“开始!”导演小声说:“Action!”
上杉宗雪看着远处的雪山,轻声说:“这个案子,其实还有很多值得思考的地方。”
白川麻衣侧过头,微笑着看着他:“比如呢?”
“比如德川宜子最后那一刻的平静。”上杉宗雪说:“她知道自己要死了,却没有挣扎。那是一种什么样的心情?”
白川麻衣沉默了几秒,然后轻声说:“也许……是一种解脱吧。”
“解脱?”
“杀了儿子,然后被儿子杀死。她不用再面对家族的纷争,不用再面对继承权的困扰,也不用再面对那个不成器的儿子。她解脱了。”麻衣学姐轻声说道:“有时候,身负着沉重的传承,既是一种享受,也是一种负担。”
上杉宗雪看着她,目光里有一丝复杂:“你倒是看得很透。”
“不是我看得透,”白川麻衣摇摇头:“是女人懂女人。”
两个人沉默了一会儿。
温泉的热气在他们周围升腾,远处的雪山顶上,隐约能看到几颗繁星点点。
气氛非常安静。
“冷吗?”上杉宗雪问。
“不冷。”白川麻衣说,然后往他身边靠了靠。
“但是我觉得你冷。”上杉宗雪笑道。
“那,你试试?”麻衣学姐眨了眨眼睛,伸出葱白的玉指在上杉宗雪的脑门上点了一下,表示你这个坏学弟,只有学姐欺负你的份,没有你反攻的机会!
是,是,是!上杉宗雪面露微笑,表示都听你的。
他们的头慢慢靠近,最后轻轻地抵在一起,鼻尖对着鼻尖,呼吸缠绕在一起。

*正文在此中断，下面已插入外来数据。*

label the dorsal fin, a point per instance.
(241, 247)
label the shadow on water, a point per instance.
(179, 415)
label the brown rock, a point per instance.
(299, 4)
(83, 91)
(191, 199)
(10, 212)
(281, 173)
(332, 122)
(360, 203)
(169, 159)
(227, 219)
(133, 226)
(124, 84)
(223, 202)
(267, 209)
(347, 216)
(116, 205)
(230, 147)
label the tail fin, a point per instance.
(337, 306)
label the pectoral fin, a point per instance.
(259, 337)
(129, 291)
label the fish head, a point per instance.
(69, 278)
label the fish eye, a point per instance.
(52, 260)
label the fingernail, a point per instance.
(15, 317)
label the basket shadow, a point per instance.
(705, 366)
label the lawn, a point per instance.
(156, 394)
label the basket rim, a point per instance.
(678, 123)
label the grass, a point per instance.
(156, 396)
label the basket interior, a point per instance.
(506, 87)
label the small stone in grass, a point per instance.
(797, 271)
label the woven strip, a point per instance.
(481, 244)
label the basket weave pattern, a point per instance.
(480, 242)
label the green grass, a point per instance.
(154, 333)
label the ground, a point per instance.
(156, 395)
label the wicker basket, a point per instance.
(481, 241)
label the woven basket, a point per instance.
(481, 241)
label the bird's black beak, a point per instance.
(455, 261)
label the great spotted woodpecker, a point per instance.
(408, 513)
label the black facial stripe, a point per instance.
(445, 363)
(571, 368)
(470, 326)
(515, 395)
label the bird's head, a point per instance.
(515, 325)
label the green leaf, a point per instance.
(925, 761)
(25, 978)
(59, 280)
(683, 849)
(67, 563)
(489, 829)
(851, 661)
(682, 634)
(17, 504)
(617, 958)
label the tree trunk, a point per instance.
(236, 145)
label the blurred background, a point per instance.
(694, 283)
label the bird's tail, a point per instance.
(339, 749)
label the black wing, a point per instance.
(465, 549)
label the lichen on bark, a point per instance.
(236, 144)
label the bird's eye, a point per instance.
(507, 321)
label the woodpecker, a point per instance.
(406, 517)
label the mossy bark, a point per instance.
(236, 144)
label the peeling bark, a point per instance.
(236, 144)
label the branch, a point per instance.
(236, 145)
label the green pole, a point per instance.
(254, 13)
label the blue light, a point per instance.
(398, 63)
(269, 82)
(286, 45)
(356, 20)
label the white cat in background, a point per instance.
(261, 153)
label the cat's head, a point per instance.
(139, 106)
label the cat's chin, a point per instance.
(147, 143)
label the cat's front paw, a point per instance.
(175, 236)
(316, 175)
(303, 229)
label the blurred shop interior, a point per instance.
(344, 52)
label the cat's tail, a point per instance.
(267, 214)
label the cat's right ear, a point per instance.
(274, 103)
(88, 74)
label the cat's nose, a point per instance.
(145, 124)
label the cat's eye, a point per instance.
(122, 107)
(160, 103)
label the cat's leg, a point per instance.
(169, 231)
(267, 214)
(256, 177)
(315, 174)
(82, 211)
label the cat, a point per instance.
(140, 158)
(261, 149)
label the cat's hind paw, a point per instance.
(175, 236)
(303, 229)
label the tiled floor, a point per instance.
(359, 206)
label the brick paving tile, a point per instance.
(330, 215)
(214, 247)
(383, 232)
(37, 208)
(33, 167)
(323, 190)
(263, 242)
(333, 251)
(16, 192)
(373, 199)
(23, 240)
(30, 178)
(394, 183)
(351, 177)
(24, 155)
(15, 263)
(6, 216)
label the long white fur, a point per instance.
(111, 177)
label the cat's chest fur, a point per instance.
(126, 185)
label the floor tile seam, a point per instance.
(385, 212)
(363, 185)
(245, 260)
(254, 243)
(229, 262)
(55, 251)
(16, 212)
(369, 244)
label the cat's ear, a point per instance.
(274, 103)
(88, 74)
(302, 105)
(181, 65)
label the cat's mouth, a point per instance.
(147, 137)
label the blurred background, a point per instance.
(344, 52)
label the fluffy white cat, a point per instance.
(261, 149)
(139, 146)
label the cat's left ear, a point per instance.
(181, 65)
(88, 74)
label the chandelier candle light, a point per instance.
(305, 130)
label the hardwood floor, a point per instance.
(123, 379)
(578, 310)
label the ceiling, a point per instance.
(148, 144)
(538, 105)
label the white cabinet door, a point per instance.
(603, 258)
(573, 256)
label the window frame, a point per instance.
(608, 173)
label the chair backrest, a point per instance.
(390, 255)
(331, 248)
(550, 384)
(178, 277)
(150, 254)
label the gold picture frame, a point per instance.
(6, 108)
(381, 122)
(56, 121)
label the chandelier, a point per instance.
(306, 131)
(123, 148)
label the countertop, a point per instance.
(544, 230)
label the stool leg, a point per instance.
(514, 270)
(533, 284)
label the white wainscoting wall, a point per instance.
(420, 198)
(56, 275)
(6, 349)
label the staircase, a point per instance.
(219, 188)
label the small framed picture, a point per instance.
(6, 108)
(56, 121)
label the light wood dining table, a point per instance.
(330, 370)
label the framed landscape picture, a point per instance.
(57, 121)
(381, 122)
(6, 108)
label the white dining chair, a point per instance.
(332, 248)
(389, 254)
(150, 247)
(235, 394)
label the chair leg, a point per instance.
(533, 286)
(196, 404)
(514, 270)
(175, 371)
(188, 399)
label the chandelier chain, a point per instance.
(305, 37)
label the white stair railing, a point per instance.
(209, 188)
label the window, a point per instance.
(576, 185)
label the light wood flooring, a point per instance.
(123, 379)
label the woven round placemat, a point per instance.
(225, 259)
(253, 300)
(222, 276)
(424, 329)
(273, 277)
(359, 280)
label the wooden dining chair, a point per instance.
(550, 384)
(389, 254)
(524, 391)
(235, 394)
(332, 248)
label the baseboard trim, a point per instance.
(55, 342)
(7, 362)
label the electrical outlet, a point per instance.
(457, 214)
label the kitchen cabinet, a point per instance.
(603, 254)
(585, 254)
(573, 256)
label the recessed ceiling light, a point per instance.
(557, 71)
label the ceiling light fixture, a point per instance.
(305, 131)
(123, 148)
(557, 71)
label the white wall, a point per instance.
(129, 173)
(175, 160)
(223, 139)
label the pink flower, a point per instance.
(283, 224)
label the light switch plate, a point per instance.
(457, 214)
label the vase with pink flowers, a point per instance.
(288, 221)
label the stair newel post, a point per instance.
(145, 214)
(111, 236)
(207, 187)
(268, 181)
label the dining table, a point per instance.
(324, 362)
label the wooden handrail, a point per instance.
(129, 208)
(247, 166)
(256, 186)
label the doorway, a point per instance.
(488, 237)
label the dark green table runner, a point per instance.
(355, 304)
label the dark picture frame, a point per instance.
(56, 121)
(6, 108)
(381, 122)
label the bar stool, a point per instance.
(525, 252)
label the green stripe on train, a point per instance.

白川麻衣闭上眼睛,嘴角带着一丝若有若无的微笑,上杉宗雪也闭上了眼睛,那张总是冷静刚毅的脸上,此刻浮现出一种难得的柔和。
热气在他们周围升腾,雪花偶尔飘落,在他们发间停留片刻,然后悄然融化。
摄像机的镜头静静地运转着,把这一刻完全捕捉下来。
监视器后面,木下弘子捂着嘴,眼泪都快下来了。
“太美了……太美了……”她喃喃自语:“这镜头,这一帧,都是金子……都是金子……”导演也看呆了,过了好几秒才反应过来,小声说:“继续拍,继续拍,千万别停-……”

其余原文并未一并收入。